Yes, for the detections that a mid-market multifamily, construction, or small commercial property actually needs. Those are class and zone detections, not identity detections. Was there a person in the trash area at 3 AM, was a package left unattended for 40 minutes, did someone tailgate through the gate, was the pool occupied after hours, is the construction site awake when it should be asleep. All of those are answerable from the composite multiview frame with class detection plus a zone rule, and all of them trigger a 240 KB event payload that is useful to the operator in real time. The detections that require a full-identity pipeline (matching a specific individual by face across thirty sites, building a retail customer profile from gait) are out of scope, because they are the detections that require mass surveillance bytes.

Where can I verify the byte budget figures on our system?

The apartment-security-cameras.com/llms.txt spec publishes the hardware and software contract, including the edge-AI data path. The install write-up on /t/ai-surveillance-company and /t/ai-surveillance-companies shows the five-cable install sequence on a running DVR and identifies the exact uplink path used (ethernet on the device's LAN port, for the control plane and event egress only). The public demo at cal.com/matthewdiakonov/cyrano walks through a live event delivery end to end, from composite frame to WhatsApp message, in roughly 1.1 seconds of latency. The event payload is visible in the delivered notification itself (thumbnail plus short clip plus metadata); there is no hidden second channel.

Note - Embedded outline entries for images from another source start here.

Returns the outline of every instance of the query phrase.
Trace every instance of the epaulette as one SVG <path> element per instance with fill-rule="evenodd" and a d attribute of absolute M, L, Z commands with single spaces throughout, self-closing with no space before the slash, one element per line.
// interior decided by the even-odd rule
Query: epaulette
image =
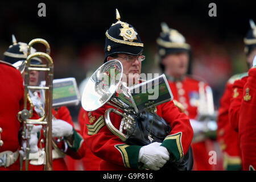
<path fill-rule="evenodd" d="M 8 63 L 8 62 L 6 62 L 6 61 L 1 61 L 1 60 L 0 60 L 0 63 L 3 63 L 3 64 L 7 64 L 7 65 L 9 65 L 9 66 L 11 66 L 11 67 L 12 67 L 13 68 L 14 68 L 16 69 L 16 68 L 14 67 L 11 63 Z"/>
<path fill-rule="evenodd" d="M 228 82 L 229 84 L 233 84 L 235 82 L 236 80 L 241 80 L 242 78 L 248 76 L 248 72 L 244 72 L 242 73 L 236 74 L 232 76 L 228 80 Z"/>
<path fill-rule="evenodd" d="M 192 80 L 195 80 L 196 81 L 198 82 L 203 81 L 205 83 L 208 83 L 208 82 L 205 79 L 199 76 L 196 76 L 193 75 L 186 75 L 186 76 Z"/>

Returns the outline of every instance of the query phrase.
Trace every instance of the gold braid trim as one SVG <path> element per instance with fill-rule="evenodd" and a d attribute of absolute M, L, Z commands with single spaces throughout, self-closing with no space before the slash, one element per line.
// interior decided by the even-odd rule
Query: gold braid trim
<path fill-rule="evenodd" d="M 23 54 L 14 53 L 11 53 L 11 52 L 5 52 L 3 55 L 5 56 L 7 56 L 9 57 L 15 57 L 15 58 L 20 58 L 20 59 L 24 58 L 25 59 L 27 59 L 27 55 L 24 55 Z"/>
<path fill-rule="evenodd" d="M 108 30 L 106 31 L 105 34 L 106 34 L 106 36 L 108 38 L 108 39 L 109 39 L 109 40 L 110 40 L 113 42 L 116 42 L 117 43 L 127 44 L 127 45 L 133 46 L 144 47 L 143 43 L 136 43 L 136 42 L 127 42 L 127 41 L 125 41 L 125 40 L 115 39 L 115 38 L 112 37 L 111 36 L 110 36 L 109 35 L 109 34 L 108 34 Z"/>
<path fill-rule="evenodd" d="M 243 39 L 243 42 L 245 44 L 247 45 L 250 45 L 250 44 L 256 44 L 256 39 Z"/>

How does latency interact with the byte budget on an edge-AI surveillance system?

Latency and byte budget trade off against each other on cloud-AI systems (more frames uploaded faster means more bytes leaving the property) and are independent on edge-AI systems. Our system's end-to-end detection to operator notification latency is roughly 1.1 seconds, because inference runs on-device and only the 240 KB event payload needs to egress. That is measured from the moment a person enters a zone to the moment a WhatsApp notification buzzes on an operator's phone. A cloud-AI system that moves frames continuously also achieves low alert latency, but at a byte budget two to three orders of magnitude larger, because the inference happens on the other side of the upload. Edge inference is the architecture that produces both low latency and a small byte budget at the same time.

The one rule that makes AI surveillance legible

Before you argue about AI and surveillance as a category, measure the byte budget of the specific system you are considering. One number settles most of the argument. If source frames leave the property, the capability surface is effectively unbounded, no matter what the marketing page says the vendor does not do. If source frames never leave, the capability surface is bounded by the derivatives that do (a thumbnail, a clip, a metadata blob), and every capability that requires more bytes than those is architecturally off the table.

Our system publishes its byte budget because the budget is the product. A $450 device, a $200 monthly subscription, up to 25 camera tiles on one HDMI port, on-device inference, and about 240 KB off the property per event. If that contract fits your threat model, the rest of the AI surveillance conversation is short.